Written by Amber Rudd MP on 28 November 2012 in Culture
Amber Rudd on her favourite books and the formidable Mary Poppins

This article is from the December 2012 issue of Total Politics

What’s your favourite book?

I would love to say War and Peace, but my mind keeps on going back to Martina Cole.  Anything by her is a fantastic read. They are always from the point of view of a woman and just good, frightening thrillers. One of her favourite phrases always makes me laugh: “He was as useless as a chocolate tea pot.”

Any of those self-help books, particularly the ones that advise on how to change your life... or, even worse, how to beat a serious illness by ‘positive thought’. 

What’s your favourite political biography?

I enjoyed Ion Trewin’s book on Alan Clark, primarily because my mother knew Alan at Oxford, and there is a beautiful picture in the book of her with Alan in their student days.

Whom would you like to write a political biography about?

Andrea Leadsom, MP for South Northamptonshire, in about 20 years’ time. 

What was your favourite children’s book?

Charlotte’s Web by EB White.  It was the first book that made me cry.

What is the most inspiring book you have ever read?

John Steinbeck’s gritty The Grapes of Wrath. It’s often the first adult book that young people read, and it really hits you between the eyes. 

What’s your favourite political novel? 

Primary Colors by Anonymous.
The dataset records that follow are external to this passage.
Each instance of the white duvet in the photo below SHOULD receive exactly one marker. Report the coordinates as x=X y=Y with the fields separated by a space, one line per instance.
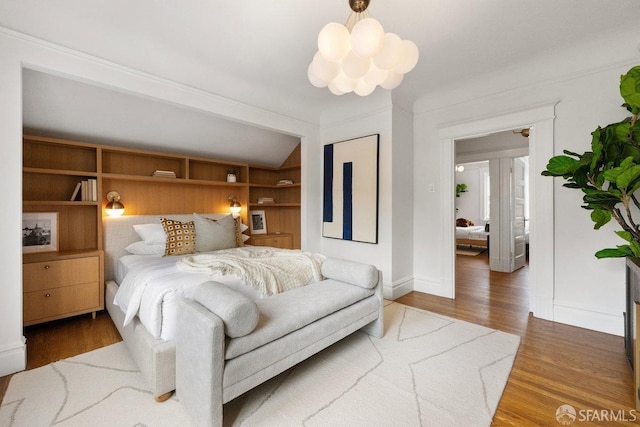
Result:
x=152 y=286
x=475 y=232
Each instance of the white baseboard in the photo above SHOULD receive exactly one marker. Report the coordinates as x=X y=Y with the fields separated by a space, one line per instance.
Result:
x=430 y=286
x=398 y=288
x=589 y=319
x=13 y=358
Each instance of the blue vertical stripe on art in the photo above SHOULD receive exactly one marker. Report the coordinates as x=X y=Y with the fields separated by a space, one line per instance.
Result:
x=327 y=212
x=347 y=201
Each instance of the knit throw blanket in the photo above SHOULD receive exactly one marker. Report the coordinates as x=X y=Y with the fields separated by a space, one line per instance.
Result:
x=268 y=270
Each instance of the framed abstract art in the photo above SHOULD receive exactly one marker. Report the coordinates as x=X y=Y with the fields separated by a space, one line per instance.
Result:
x=350 y=190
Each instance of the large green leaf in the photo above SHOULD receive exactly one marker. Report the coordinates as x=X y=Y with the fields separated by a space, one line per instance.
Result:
x=627 y=177
x=604 y=198
x=619 y=252
x=625 y=235
x=623 y=131
x=630 y=88
x=600 y=217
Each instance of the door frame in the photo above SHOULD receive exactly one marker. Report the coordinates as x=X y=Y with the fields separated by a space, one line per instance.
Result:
x=541 y=256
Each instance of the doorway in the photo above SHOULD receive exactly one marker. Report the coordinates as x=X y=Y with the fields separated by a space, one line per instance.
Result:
x=540 y=121
x=494 y=205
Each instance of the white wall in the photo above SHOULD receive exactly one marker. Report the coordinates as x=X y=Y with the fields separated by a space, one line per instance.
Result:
x=16 y=51
x=587 y=292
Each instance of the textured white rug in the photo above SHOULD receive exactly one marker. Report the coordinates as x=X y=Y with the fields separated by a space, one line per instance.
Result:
x=428 y=370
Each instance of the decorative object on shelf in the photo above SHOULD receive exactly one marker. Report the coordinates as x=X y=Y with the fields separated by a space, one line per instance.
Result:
x=609 y=175
x=265 y=200
x=114 y=207
x=39 y=232
x=164 y=174
x=85 y=191
x=234 y=206
x=523 y=132
x=257 y=222
x=359 y=55
x=350 y=192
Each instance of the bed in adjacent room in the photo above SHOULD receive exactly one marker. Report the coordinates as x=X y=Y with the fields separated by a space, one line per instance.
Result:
x=474 y=235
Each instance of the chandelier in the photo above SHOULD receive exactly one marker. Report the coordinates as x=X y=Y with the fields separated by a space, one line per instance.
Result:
x=359 y=55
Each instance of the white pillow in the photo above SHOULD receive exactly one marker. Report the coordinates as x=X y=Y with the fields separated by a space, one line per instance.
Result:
x=142 y=248
x=152 y=234
x=212 y=235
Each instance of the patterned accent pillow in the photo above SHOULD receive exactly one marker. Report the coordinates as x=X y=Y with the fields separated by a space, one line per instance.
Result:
x=181 y=237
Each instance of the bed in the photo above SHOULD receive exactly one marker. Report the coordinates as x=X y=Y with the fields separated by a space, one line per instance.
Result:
x=472 y=236
x=148 y=328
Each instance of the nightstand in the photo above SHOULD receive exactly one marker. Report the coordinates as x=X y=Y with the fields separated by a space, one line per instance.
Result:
x=62 y=286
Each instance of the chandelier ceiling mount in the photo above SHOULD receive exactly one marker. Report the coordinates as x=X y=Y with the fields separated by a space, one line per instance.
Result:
x=358 y=56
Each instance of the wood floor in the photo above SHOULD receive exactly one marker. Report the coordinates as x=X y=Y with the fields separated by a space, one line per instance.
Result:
x=556 y=364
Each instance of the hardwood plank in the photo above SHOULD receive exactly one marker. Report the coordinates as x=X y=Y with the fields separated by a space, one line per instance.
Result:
x=556 y=364
x=52 y=341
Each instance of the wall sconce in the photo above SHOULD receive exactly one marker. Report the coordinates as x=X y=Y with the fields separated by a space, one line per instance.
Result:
x=234 y=206
x=114 y=207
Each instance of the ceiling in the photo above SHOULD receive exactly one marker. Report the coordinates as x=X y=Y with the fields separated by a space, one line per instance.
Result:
x=257 y=53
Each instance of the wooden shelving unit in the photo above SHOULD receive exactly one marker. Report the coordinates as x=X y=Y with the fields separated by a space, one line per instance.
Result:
x=52 y=288
x=282 y=216
x=53 y=167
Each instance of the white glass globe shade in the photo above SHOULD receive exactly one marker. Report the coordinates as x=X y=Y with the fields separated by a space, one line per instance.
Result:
x=324 y=70
x=392 y=81
x=409 y=59
x=334 y=90
x=375 y=75
x=334 y=41
x=363 y=88
x=366 y=37
x=355 y=66
x=390 y=53
x=317 y=82
x=344 y=83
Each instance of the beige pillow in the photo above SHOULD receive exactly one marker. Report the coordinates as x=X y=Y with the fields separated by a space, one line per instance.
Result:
x=215 y=234
x=181 y=237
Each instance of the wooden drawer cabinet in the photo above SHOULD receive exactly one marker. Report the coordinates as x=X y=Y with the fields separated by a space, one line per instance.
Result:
x=283 y=240
x=61 y=288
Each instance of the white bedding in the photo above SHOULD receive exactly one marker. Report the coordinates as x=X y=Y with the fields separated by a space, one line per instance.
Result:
x=151 y=286
x=475 y=232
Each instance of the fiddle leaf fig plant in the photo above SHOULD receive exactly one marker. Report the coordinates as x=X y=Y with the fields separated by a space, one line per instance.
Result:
x=609 y=174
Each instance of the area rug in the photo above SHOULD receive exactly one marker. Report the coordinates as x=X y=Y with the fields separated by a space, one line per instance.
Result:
x=428 y=370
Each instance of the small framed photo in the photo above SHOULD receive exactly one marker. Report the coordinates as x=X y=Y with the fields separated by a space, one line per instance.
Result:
x=257 y=222
x=39 y=232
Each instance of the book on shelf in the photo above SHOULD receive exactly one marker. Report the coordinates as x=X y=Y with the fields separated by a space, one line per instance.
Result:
x=76 y=191
x=85 y=191
x=164 y=174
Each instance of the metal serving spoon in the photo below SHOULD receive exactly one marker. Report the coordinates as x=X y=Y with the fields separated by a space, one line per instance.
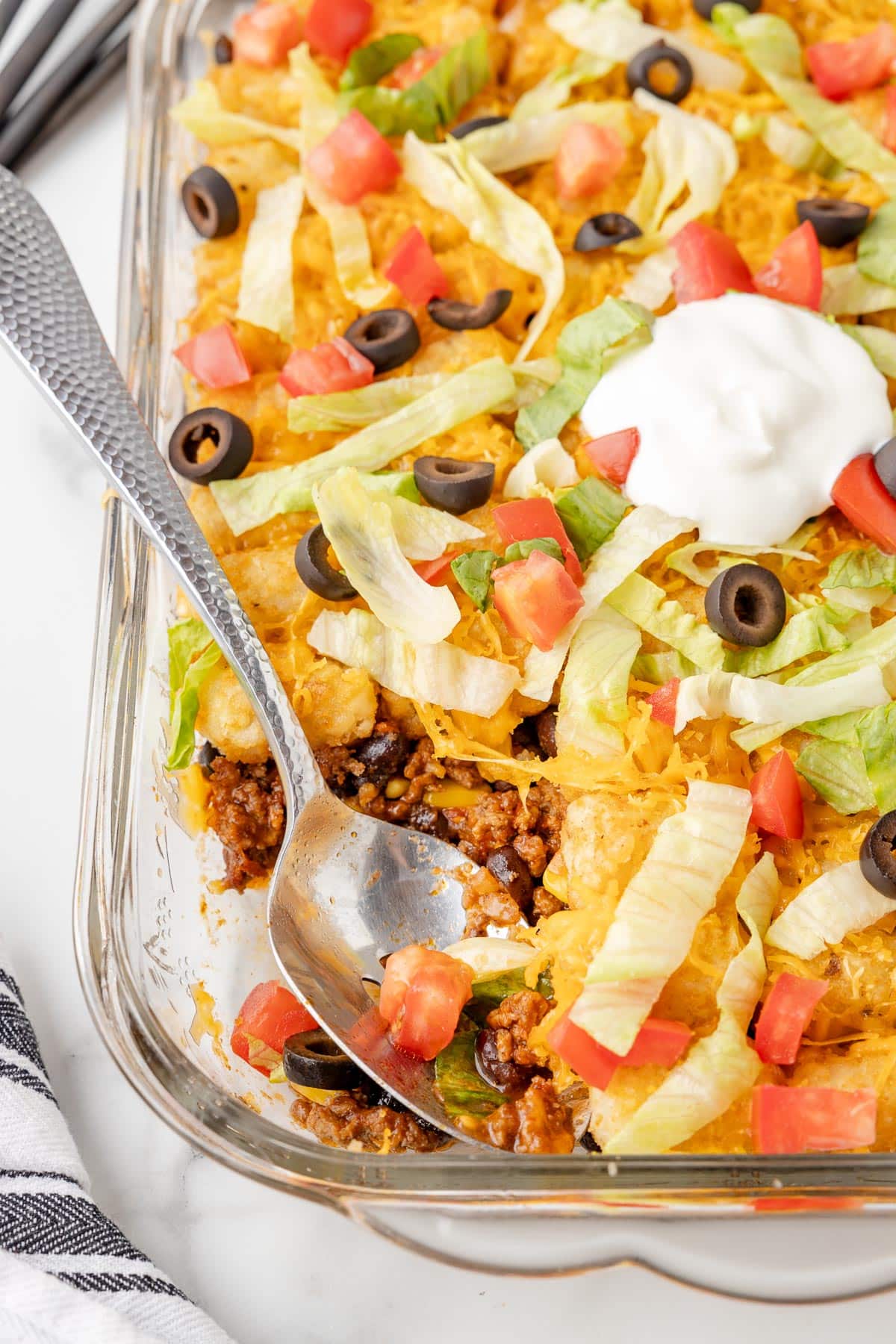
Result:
x=347 y=889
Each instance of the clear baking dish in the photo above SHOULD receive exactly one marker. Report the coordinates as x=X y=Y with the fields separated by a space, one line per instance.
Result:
x=151 y=940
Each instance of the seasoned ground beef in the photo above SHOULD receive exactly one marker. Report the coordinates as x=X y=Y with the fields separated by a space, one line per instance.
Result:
x=535 y=1122
x=347 y=1120
x=246 y=809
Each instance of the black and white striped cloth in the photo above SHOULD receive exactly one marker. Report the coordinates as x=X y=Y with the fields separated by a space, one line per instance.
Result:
x=67 y=1275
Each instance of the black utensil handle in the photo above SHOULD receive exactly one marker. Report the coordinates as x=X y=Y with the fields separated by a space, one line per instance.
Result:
x=25 y=60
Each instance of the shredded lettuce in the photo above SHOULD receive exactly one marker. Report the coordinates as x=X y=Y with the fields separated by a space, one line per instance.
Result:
x=659 y=668
x=473 y=571
x=595 y=683
x=817 y=629
x=361 y=532
x=771 y=47
x=371 y=63
x=433 y=673
x=253 y=500
x=684 y=156
x=590 y=512
x=642 y=532
x=615 y=31
x=494 y=217
x=582 y=347
x=207 y=119
x=517 y=143
x=655 y=922
x=555 y=89
x=869 y=652
x=879 y=343
x=650 y=282
x=847 y=290
x=837 y=772
x=648 y=605
x=722 y=1066
x=432 y=101
x=756 y=700
x=267 y=280
x=877 y=245
x=788 y=143
x=684 y=561
x=547 y=464
x=191 y=656
x=876 y=734
x=346 y=223
x=862 y=579
x=827 y=910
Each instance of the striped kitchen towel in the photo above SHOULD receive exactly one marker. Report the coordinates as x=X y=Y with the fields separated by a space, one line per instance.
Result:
x=67 y=1275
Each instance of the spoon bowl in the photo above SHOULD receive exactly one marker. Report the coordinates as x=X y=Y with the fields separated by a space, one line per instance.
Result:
x=347 y=887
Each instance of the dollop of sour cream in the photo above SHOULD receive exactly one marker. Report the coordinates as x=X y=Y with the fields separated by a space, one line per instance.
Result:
x=747 y=409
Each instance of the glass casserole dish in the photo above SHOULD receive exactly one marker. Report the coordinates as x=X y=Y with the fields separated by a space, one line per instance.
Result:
x=161 y=962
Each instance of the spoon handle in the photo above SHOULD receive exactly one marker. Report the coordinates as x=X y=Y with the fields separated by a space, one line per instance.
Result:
x=49 y=326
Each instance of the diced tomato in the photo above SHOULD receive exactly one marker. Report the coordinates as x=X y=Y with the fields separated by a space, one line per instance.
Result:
x=813 y=1120
x=659 y=1042
x=777 y=801
x=334 y=367
x=785 y=1016
x=435 y=570
x=214 y=358
x=523 y=520
x=664 y=702
x=793 y=275
x=414 y=270
x=335 y=27
x=840 y=69
x=536 y=598
x=354 y=159
x=267 y=34
x=889 y=121
x=588 y=159
x=421 y=999
x=860 y=495
x=613 y=455
x=269 y=1016
x=417 y=65
x=709 y=265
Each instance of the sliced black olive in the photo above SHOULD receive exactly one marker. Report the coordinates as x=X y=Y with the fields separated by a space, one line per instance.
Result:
x=644 y=63
x=388 y=337
x=230 y=437
x=314 y=1060
x=210 y=203
x=316 y=571
x=706 y=7
x=836 y=222
x=467 y=128
x=455 y=487
x=469 y=317
x=877 y=856
x=605 y=230
x=746 y=604
x=511 y=871
x=886 y=465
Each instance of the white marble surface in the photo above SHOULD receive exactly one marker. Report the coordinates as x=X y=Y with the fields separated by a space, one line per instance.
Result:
x=267 y=1266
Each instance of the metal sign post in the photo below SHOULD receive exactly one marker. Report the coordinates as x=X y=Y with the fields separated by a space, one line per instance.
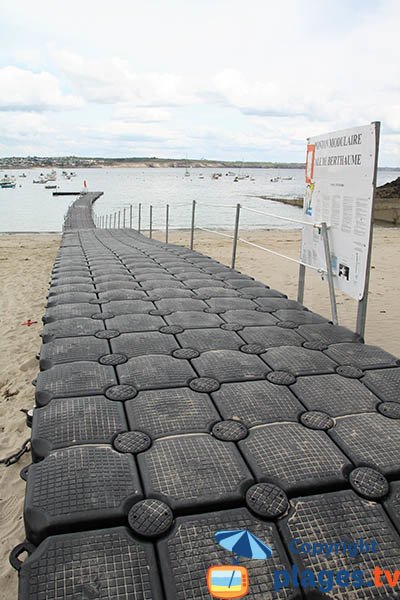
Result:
x=151 y=222
x=301 y=283
x=331 y=285
x=166 y=223
x=235 y=236
x=363 y=303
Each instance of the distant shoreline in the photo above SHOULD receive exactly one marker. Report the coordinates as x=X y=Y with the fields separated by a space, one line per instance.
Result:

American politics is fascinating, and this revealing story about Bill Clinton and his strengths and, erm, weaknesses is a riveting read. 

Name the most significant book of the last 10 years.

Freakonomics: the first book to look at the combination of markets, economics and human behaviour in particular activities, from drug dealing, to the flaws of rewarding teachers on pupils’ performance. 

What would you like to write a book about?  

There are many new groups of women working together to help break the inequalities in most aspects of professional life, and this type of collaboration is unusual in areas of fierce competition and ambition. I think it would be interesting to look at the ‘sisterhood’ successes, at how women have achieved more by supporting each other.

Which fictional character would you be?  

Perhaps a cross between Mary Poppins and Katniss Everdeen?  Both are formidable women who get things done, one with a little bit of magic and the other through courage and force.